Bioinspired Biopolymer Hydrogel Application to Improve Installation Efficiency and Load Carrying Capacity of Piles

Abstract

Installation of urban piles presents a number of difficulties in terms of noise, vibration, and impact on adjacent structures. The environmentally friendly ground improvement technique known as “biopolymer-based soil treatment” (BPST) is being actively considered in both academic and real-world settings. It is expected that the shear thinning properties of biopolymer hydrogels lessen frictional resistance during pile movement. In addition, trivalent ion-induced crosslinking between soil particles and xanthan gum biopolymer hydrogel improves the interaction between the soil and the pile after pile installation. Through these properties, in this study, the pile skin resistance reduction and pullout resistance enhancement effects induced by biopolymer hydrogel injection and subsequent crosslinking have been assessed. The interface direct shear test was conducted to evaluate the interface shear behavior between sandpaper and soil/treated soil.

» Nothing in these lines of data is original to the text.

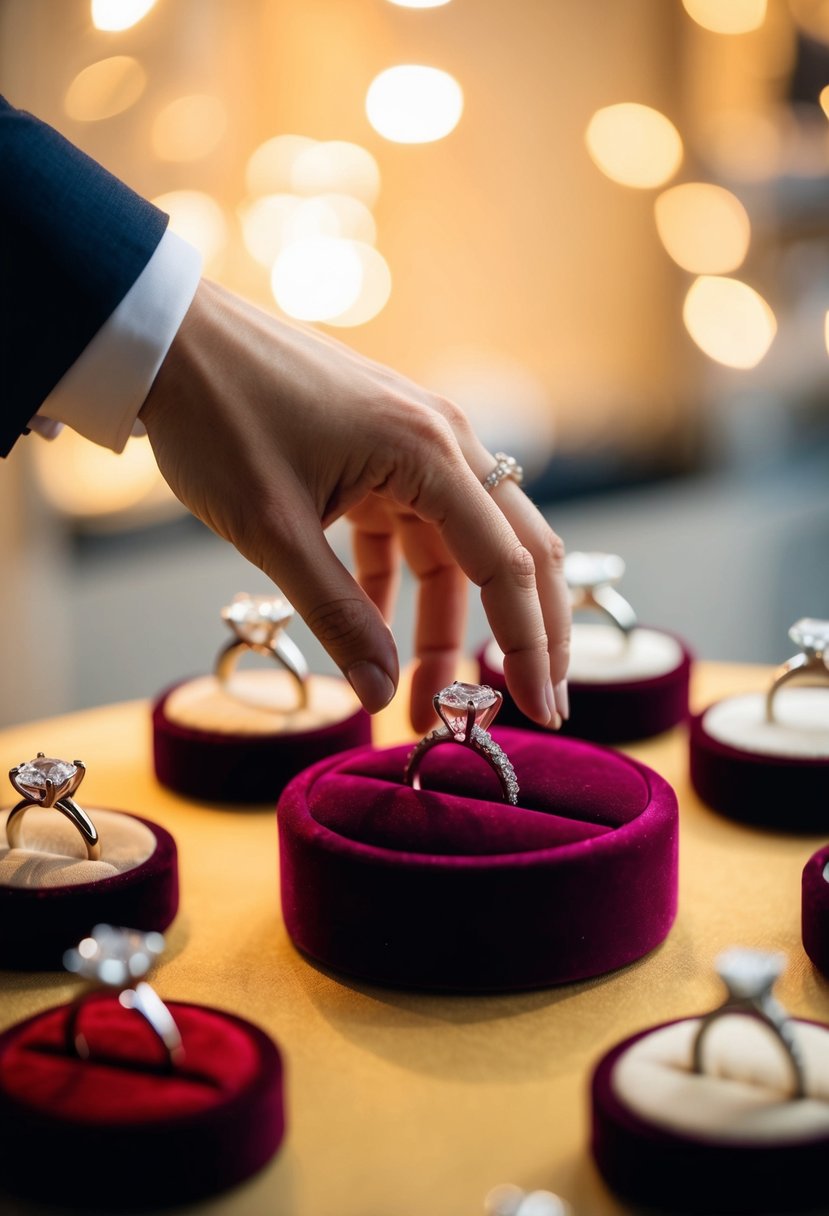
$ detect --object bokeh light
[682,0,766,34]
[586,102,682,190]
[92,0,156,30]
[271,236,362,321]
[682,275,777,370]
[63,55,147,123]
[654,181,751,275]
[152,190,227,270]
[366,63,463,143]
[152,92,227,161]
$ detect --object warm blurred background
[0,0,829,722]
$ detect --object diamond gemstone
[715,948,786,1001]
[16,756,78,798]
[63,924,164,987]
[564,552,625,589]
[789,617,829,654]
[221,591,294,646]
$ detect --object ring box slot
[0,806,179,970]
[277,728,677,991]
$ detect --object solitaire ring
[63,924,184,1071]
[6,751,101,861]
[404,680,518,806]
[215,591,308,709]
[766,617,829,722]
[483,452,524,494]
[564,552,637,637]
[693,950,806,1098]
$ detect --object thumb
[258,505,400,714]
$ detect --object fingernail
[556,680,570,722]
[545,680,562,731]
[345,663,394,714]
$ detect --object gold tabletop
[0,663,829,1216]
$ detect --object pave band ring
[63,924,184,1071]
[215,591,308,709]
[6,751,101,861]
[766,617,829,722]
[564,552,637,637]
[404,680,518,806]
[692,950,806,1098]
[481,452,524,494]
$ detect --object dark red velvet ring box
[0,995,284,1212]
[0,809,179,970]
[801,845,829,979]
[690,714,829,833]
[277,727,677,992]
[152,685,371,804]
[475,635,693,743]
[591,1023,829,1216]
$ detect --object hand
[141,282,570,731]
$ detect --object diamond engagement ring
[693,950,806,1098]
[63,924,184,1070]
[215,591,308,709]
[6,751,101,861]
[564,552,637,637]
[404,680,518,806]
[766,617,829,722]
[483,452,524,494]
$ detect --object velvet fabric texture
[801,845,829,979]
[475,638,693,743]
[277,728,677,992]
[690,714,829,833]
[152,685,371,804]
[0,993,284,1212]
[0,815,179,970]
[591,1023,829,1216]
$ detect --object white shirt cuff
[35,229,202,452]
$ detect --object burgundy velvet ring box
[690,687,829,833]
[277,727,677,992]
[0,993,284,1212]
[0,806,179,970]
[591,1014,829,1216]
[152,670,371,804]
[476,621,693,743]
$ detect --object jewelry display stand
[476,621,693,743]
[0,806,179,970]
[591,953,829,1216]
[0,993,284,1214]
[690,623,829,833]
[277,730,677,992]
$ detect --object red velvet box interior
[475,638,693,743]
[0,812,179,970]
[690,714,829,833]
[152,685,371,803]
[0,995,284,1211]
[801,845,829,979]
[591,1023,829,1216]
[277,728,677,991]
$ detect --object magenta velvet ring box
[591,951,829,1216]
[0,993,284,1212]
[801,845,829,979]
[277,728,677,992]
[476,621,693,743]
[0,806,179,969]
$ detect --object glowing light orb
[151,92,227,161]
[366,63,463,143]
[586,101,682,190]
[682,275,777,370]
[63,55,147,123]
[654,181,751,275]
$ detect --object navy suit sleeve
[0,97,168,456]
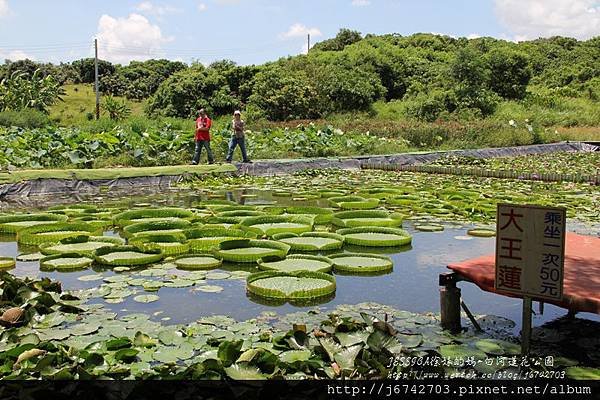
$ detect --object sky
[0,0,600,65]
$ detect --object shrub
[0,108,50,128]
[103,96,131,121]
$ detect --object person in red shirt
[192,108,215,165]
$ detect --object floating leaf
[133,294,160,303]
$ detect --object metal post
[439,272,462,333]
[521,296,532,355]
[94,39,100,119]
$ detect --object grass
[41,84,600,168]
[0,164,237,184]
[50,84,145,126]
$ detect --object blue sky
[0,0,600,64]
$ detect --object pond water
[0,190,600,333]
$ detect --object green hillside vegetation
[0,30,600,168]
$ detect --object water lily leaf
[217,340,244,366]
[475,339,504,355]
[164,278,194,288]
[194,285,223,293]
[367,330,402,354]
[33,312,66,329]
[115,349,139,363]
[17,252,45,261]
[395,333,423,349]
[158,329,184,346]
[104,338,131,351]
[566,367,600,381]
[133,331,158,347]
[69,323,100,336]
[334,344,363,369]
[439,344,486,360]
[133,294,160,303]
[335,331,370,347]
[206,272,231,280]
[279,350,312,364]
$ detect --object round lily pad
[17,253,45,261]
[0,257,16,269]
[215,239,290,263]
[336,226,412,247]
[329,253,394,274]
[133,294,160,303]
[194,285,223,293]
[273,232,344,251]
[40,253,94,271]
[94,246,163,266]
[77,274,104,282]
[174,254,222,270]
[40,236,121,257]
[246,271,336,300]
[206,272,231,280]
[240,215,314,236]
[415,224,444,232]
[258,254,332,272]
[467,228,496,237]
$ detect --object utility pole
[94,39,100,119]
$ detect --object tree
[449,47,498,115]
[146,64,240,118]
[249,65,321,121]
[0,69,64,113]
[313,64,386,113]
[487,48,531,100]
[71,58,115,83]
[313,28,362,51]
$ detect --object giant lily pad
[258,254,331,272]
[174,254,222,270]
[215,239,290,263]
[40,253,94,271]
[337,226,412,247]
[273,232,344,251]
[246,271,335,299]
[94,246,163,266]
[329,253,394,274]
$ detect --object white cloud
[279,23,322,39]
[0,0,10,18]
[96,14,173,63]
[0,49,35,62]
[496,0,600,40]
[135,1,181,17]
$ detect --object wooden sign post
[494,204,566,354]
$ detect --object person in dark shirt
[227,110,252,163]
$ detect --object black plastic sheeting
[0,175,184,198]
[0,142,598,202]
[238,142,597,176]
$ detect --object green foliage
[71,58,115,83]
[103,96,131,121]
[0,108,50,128]
[147,65,239,118]
[487,48,531,99]
[449,48,498,116]
[249,66,322,120]
[313,28,362,51]
[100,59,187,100]
[0,69,64,113]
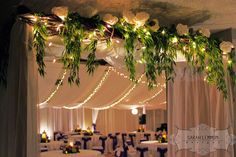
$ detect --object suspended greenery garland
[20,7,236,98]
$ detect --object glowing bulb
[69,142,74,147]
[161,30,166,35]
[131,108,138,115]
[172,37,178,43]
[52,58,57,63]
[193,42,197,48]
[228,60,232,64]
[116,40,120,44]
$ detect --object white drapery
[146,109,167,131]
[167,63,236,157]
[0,22,38,157]
[40,107,85,139]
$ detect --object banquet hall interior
[0,0,236,157]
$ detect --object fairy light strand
[63,67,113,109]
[94,74,144,110]
[39,69,67,106]
[139,83,166,104]
[109,68,164,87]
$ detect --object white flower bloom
[199,28,211,38]
[176,24,189,35]
[52,6,68,20]
[150,19,160,32]
[134,12,150,27]
[123,11,135,24]
[123,11,150,27]
[103,14,118,25]
[220,41,234,54]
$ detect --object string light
[63,67,113,109]
[94,74,144,110]
[39,69,66,106]
[112,68,164,87]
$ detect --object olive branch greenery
[26,13,236,98]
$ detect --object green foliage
[33,18,48,76]
[30,13,236,98]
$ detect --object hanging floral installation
[19,7,236,98]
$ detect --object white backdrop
[168,63,236,157]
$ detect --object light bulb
[131,108,138,115]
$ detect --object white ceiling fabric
[39,62,166,109]
[23,0,236,30]
[39,37,166,109]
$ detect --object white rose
[134,12,150,27]
[123,11,135,24]
[150,19,160,32]
[103,14,118,25]
[176,24,189,35]
[220,41,234,54]
[199,28,211,38]
[52,6,68,20]
[123,11,150,27]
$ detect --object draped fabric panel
[146,109,167,131]
[167,64,236,157]
[40,107,85,138]
[0,22,39,157]
[96,109,138,134]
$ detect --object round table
[40,141,64,151]
[140,141,168,157]
[40,150,104,157]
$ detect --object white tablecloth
[127,131,156,145]
[40,141,63,151]
[40,150,104,157]
[140,141,168,157]
[68,134,112,152]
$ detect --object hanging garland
[20,7,236,98]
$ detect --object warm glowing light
[193,42,197,49]
[69,142,74,147]
[107,24,111,28]
[63,67,113,109]
[171,37,178,43]
[131,108,138,115]
[161,30,166,35]
[52,58,57,63]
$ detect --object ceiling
[38,62,166,109]
[21,0,236,30]
[0,0,236,108]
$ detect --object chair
[108,133,118,150]
[40,146,48,152]
[127,133,136,147]
[136,147,148,157]
[121,133,127,146]
[74,141,81,148]
[115,144,128,157]
[157,148,167,157]
[92,136,107,154]
[140,133,151,142]
[82,136,91,149]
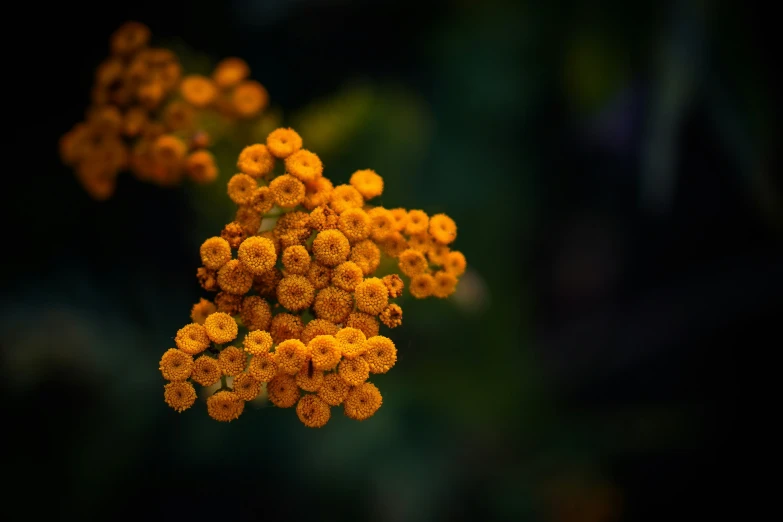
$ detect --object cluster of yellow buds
[160,128,465,427]
[60,22,269,200]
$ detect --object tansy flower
[307,335,342,371]
[190,355,223,386]
[190,297,217,324]
[277,275,315,312]
[247,353,277,382]
[282,245,310,275]
[330,185,364,214]
[334,327,367,359]
[429,214,457,245]
[318,373,351,406]
[163,382,196,413]
[266,128,302,159]
[204,312,238,344]
[269,314,304,344]
[228,174,258,205]
[343,382,383,421]
[269,174,305,208]
[285,149,324,183]
[337,357,370,386]
[337,208,372,243]
[350,169,383,199]
[379,303,402,328]
[218,346,247,376]
[174,323,210,355]
[296,395,331,428]
[239,295,272,330]
[397,248,429,277]
[231,373,261,401]
[243,330,272,355]
[237,143,275,178]
[179,74,217,108]
[199,237,231,270]
[207,391,245,422]
[354,277,389,315]
[217,258,253,295]
[237,236,277,274]
[408,274,435,299]
[231,80,269,118]
[266,373,301,408]
[313,286,353,324]
[332,261,364,292]
[345,312,380,337]
[160,348,193,381]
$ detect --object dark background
[0,0,783,522]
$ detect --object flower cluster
[160,128,465,427]
[60,22,269,200]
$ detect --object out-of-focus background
[0,0,783,522]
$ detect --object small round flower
[318,373,351,406]
[199,237,231,270]
[179,74,217,108]
[379,303,402,328]
[247,352,277,382]
[398,248,429,277]
[237,236,277,275]
[190,355,223,386]
[269,314,304,344]
[296,395,332,428]
[334,326,367,359]
[307,261,332,290]
[345,312,380,338]
[228,174,258,205]
[313,230,351,267]
[269,174,305,208]
[266,128,302,158]
[354,277,389,315]
[307,335,342,371]
[275,339,307,375]
[239,295,272,330]
[343,382,383,421]
[231,373,261,401]
[432,270,457,299]
[330,185,364,214]
[174,323,210,355]
[204,312,238,344]
[349,239,381,275]
[313,286,353,324]
[217,258,253,295]
[266,373,301,408]
[332,261,364,292]
[408,274,435,299]
[231,80,269,118]
[163,381,196,413]
[218,346,247,376]
[243,330,273,355]
[337,357,370,386]
[282,245,310,275]
[212,57,250,89]
[294,361,324,392]
[237,143,275,178]
[190,297,217,324]
[207,390,245,422]
[337,208,372,243]
[277,275,315,312]
[160,348,193,381]
[429,214,457,245]
[350,169,383,199]
[285,149,324,183]
[443,250,467,277]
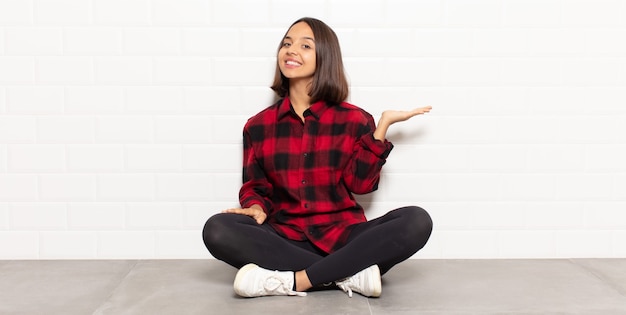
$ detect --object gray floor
[0,259,626,315]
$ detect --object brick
[584,202,626,230]
[67,202,126,231]
[183,204,227,231]
[0,0,33,26]
[0,115,37,143]
[210,116,248,145]
[211,173,241,202]
[384,144,470,174]
[182,27,242,57]
[442,58,501,86]
[154,57,213,85]
[325,0,385,27]
[384,0,444,27]
[95,56,154,85]
[8,144,66,173]
[65,86,124,114]
[556,174,613,201]
[502,0,561,28]
[498,230,556,258]
[126,145,182,172]
[585,144,626,173]
[152,0,208,25]
[157,174,215,201]
[237,28,286,58]
[6,86,65,114]
[66,144,124,173]
[33,0,92,26]
[211,58,276,86]
[528,144,585,173]
[182,144,243,172]
[39,231,98,259]
[468,145,527,173]
[525,201,585,231]
[93,0,152,26]
[156,231,206,259]
[0,56,35,85]
[5,27,63,56]
[9,202,67,230]
[125,86,183,114]
[501,174,556,202]
[97,174,156,201]
[0,173,39,201]
[439,230,499,258]
[63,27,122,56]
[155,116,215,143]
[183,87,240,115]
[122,28,180,56]
[412,29,474,58]
[211,0,268,27]
[0,202,9,230]
[98,231,156,259]
[445,0,503,27]
[37,116,95,143]
[37,56,94,84]
[556,230,612,258]
[39,174,96,201]
[96,116,154,143]
[561,0,624,27]
[0,144,9,173]
[128,202,183,230]
[0,231,39,259]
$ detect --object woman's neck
[289,81,311,121]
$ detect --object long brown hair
[271,17,349,104]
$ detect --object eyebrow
[284,36,315,42]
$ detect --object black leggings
[202,206,433,286]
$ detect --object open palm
[381,106,432,125]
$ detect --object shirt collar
[278,96,330,120]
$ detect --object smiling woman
[203,18,432,297]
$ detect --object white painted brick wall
[0,0,626,259]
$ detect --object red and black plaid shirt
[239,98,393,253]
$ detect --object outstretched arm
[374,106,432,141]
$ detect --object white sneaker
[233,264,306,297]
[335,265,382,297]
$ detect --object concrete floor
[0,259,626,315]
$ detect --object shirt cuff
[361,133,393,159]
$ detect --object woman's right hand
[222,205,267,224]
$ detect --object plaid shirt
[239,98,393,253]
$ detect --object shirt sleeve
[239,130,273,214]
[343,115,393,194]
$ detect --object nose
[287,45,298,56]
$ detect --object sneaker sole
[233,264,259,297]
[370,265,383,297]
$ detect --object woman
[203,18,432,297]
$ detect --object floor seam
[569,259,626,298]
[91,260,141,315]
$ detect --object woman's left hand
[380,106,432,125]
[374,106,432,140]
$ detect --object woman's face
[278,22,316,81]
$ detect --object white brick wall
[0,0,626,259]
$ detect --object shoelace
[335,278,352,297]
[263,273,306,296]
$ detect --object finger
[222,208,250,215]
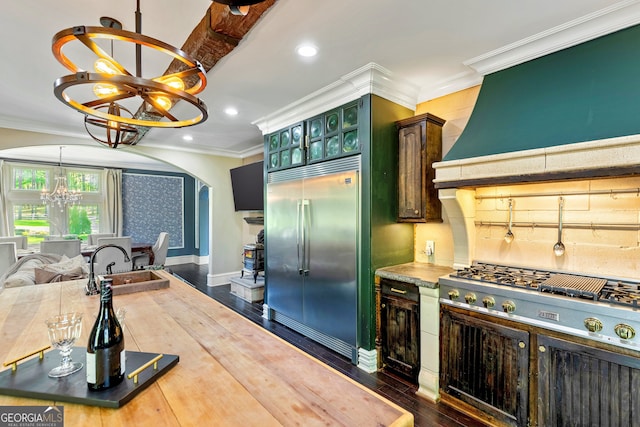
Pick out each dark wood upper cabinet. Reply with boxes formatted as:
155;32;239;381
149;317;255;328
396;113;445;222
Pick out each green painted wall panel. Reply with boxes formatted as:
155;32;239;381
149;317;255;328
358;95;414;350
444;26;640;160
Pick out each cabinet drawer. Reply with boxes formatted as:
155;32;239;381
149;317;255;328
380;279;420;302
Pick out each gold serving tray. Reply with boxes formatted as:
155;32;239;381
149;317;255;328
0;347;180;408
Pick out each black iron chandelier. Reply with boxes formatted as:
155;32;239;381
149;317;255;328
52;0;208;148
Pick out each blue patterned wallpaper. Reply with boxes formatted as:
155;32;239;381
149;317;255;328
122;172;184;248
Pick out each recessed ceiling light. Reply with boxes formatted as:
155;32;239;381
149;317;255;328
296;44;318;58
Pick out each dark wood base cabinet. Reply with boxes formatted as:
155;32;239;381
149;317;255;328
440;307;529;426
440;305;640;427
537;336;640;427
377;279;420;384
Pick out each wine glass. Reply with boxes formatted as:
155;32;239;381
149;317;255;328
45;313;82;378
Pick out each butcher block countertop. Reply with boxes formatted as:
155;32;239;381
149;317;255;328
0;271;413;427
376;262;455;289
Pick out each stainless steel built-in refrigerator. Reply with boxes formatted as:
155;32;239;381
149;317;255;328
265;155;360;357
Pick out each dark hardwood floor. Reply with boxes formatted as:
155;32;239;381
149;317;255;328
167;264;484;427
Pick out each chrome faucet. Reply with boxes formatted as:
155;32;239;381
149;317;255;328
85;243;131;295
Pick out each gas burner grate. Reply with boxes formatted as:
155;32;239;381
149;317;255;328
540;274;607;301
600;281;640;308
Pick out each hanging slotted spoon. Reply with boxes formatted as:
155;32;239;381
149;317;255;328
553;197;564;256
504;199;514;243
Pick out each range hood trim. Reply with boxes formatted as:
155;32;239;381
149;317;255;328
433;135;640;189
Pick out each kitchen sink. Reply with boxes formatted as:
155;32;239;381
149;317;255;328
104;270;169;295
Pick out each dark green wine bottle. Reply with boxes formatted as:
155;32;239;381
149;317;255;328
86;279;125;390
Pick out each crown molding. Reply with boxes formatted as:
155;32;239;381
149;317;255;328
252;62;419;135
463;0;640;76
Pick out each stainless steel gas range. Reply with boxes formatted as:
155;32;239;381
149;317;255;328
439;262;640;351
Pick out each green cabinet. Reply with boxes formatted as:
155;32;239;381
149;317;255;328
264;94;414;352
266;101;362;171
267;122;305;170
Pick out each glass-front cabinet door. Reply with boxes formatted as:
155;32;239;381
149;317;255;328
266;100;360;171
267;122;304;170
307;102;360;163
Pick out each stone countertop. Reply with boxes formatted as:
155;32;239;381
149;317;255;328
376;262;455;289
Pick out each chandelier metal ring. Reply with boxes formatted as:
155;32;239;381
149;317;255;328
53;72;208;128
51;25;207;95
52;26;208;128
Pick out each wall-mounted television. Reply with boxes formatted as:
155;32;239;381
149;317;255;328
230;162;264;211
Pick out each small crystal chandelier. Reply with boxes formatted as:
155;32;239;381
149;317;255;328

The model pile was pulled out to evaluate the load carrying capacity of the pile. The load carrying capacity of the biopolymer-treated pile was the smallest. Also, piles in sand and crosslinked biopolymer-treated piles exhibited similar load-displacement curves, especially in the initial displacement. However, in the residual state, the resistance of the pile in the crosslinked biopolymer-treated sand was higher. Through the experimental results, the feasibility of applying biopolymer to increase installation efficiency is reviewed. In addition, it was found appropriate to use the crosslinking method to increase the load carrying capacity.